According to says Kathleen Gaffney, director of diversified fixed income and Henry Peabody, diversified fixed income portfolio manager at Eaton Vance, rising volatility may mean better opportunities for active fixed-income managers who are able to capitalise.

“EM, like any market, will see fits and starts, and rich and inexpensive issuers. This is why we think investors should embrace the new regime, and leverage flexibility in finding individual opportunities within and across sectors, and not merely focus on single exposures or asset classes,” they said in a recent report.

Emerging market currencies have “taken it on the chin” recently, Eaton Vance said. The MSCI Emerging Markets Currency Index is down about 9 per cent the past five months, with much of the damage concentrated in weaker economies.

Gaffney and Peabody said investors will now be watching to see if the pain spreads into other areas, such as developed markets and equities -- especially since September and October are known as volatile months.

“Yet, investors should remember that volatility often creates opportunity for long-term investors who can handle the swings. And, we think we are at least close to that point in emerging market bonds,” they said.

“Overall, most investors and financial advisors haven't rushed for the exits in funds that invest in emerging markets, according to some reports. This lack of panic so far suggests that investors may only have small, strategic allocations to EM bonds in their portfolios.

“Therefore, they may be able to better stomach the well-known volatility in the asset class and are aware that the economic growth of EM is a long-term theme despite recent weakness in specific countries.

“This jibes somewhat with our own ‘new playbook’ thesis that in this difficult fixed-income environment, volatility is the price of return.”

However, Gaffney and Peabody said that buying EM bonds now when they're seemingly universally hated is not easy, with immediate risks including an escalating trade war, US government shutdown, Brexit and political tensions in Italy and elsewhere.

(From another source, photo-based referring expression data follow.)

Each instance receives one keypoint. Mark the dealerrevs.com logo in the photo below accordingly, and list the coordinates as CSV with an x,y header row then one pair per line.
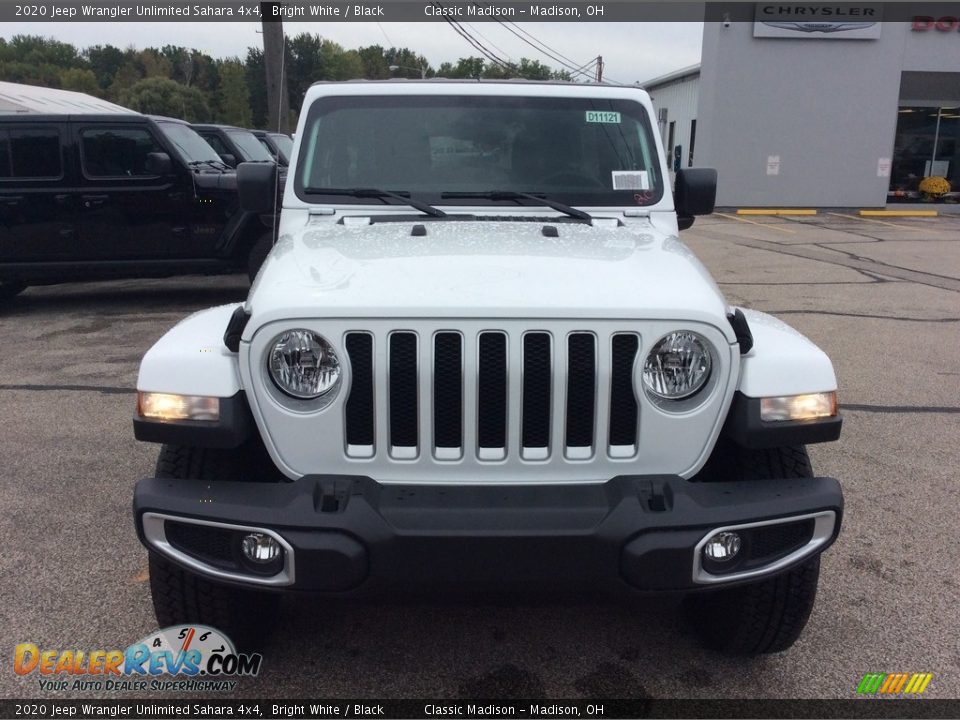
x,y
181,658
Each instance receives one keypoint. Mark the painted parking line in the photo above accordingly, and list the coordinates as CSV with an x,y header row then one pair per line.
x,y
754,222
884,222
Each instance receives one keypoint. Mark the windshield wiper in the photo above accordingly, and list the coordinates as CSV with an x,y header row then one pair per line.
x,y
380,195
514,195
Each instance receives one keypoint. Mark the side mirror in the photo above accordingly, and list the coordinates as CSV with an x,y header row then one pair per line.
x,y
158,164
257,186
694,193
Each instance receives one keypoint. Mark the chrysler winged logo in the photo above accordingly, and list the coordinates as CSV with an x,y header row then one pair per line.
x,y
819,26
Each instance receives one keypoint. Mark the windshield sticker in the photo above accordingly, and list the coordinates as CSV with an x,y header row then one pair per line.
x,y
630,180
605,116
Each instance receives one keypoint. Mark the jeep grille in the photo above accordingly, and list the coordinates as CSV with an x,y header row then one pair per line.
x,y
556,401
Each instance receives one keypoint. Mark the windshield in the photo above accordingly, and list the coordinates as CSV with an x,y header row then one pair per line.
x,y
249,146
284,145
192,147
579,151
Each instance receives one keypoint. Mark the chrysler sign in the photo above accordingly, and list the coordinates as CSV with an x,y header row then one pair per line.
x,y
834,21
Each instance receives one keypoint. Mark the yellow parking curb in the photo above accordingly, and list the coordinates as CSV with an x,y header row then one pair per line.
x,y
772,211
899,213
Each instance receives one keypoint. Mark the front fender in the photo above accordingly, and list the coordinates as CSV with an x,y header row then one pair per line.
x,y
782,361
191,358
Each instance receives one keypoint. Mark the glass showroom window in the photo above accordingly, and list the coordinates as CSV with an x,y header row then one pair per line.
x,y
927,145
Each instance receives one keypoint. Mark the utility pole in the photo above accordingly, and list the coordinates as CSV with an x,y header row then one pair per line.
x,y
278,97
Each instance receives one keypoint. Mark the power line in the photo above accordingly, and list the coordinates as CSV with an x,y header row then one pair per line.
x,y
485,51
552,53
489,42
567,64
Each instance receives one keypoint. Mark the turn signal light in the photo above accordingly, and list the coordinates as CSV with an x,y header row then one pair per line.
x,y
168,407
799,407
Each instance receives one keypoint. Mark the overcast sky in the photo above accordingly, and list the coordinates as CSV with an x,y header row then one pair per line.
x,y
631,51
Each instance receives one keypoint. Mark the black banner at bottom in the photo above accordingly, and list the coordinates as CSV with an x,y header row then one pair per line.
x,y
471,709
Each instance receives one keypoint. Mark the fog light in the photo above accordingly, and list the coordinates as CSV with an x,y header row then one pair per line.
x,y
722,547
261,548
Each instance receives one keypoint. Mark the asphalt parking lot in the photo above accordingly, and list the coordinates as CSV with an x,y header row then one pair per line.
x,y
881,297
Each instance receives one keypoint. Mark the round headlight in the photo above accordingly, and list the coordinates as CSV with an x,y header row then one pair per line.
x,y
303,364
678,366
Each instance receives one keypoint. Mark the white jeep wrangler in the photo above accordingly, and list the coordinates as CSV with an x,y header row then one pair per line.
x,y
479,355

“So, while there are political risks that could take time to sort out, we just think investors have grown too bearish on EM bonds and currencies,” they said.

“Putting it all together, the return of volatility is a reminder that what has worked well in recent years may not work as well going forward. For example, simply taking duration risk and focusing on investment-grade bonds has been a decent strategy in recent years, without much downside.

“However, we think investors will have to explore ‘riskier’ asset classes like emerging markets in coming years to maintain performance. And volatility, while painful, often creates the best opportunities.”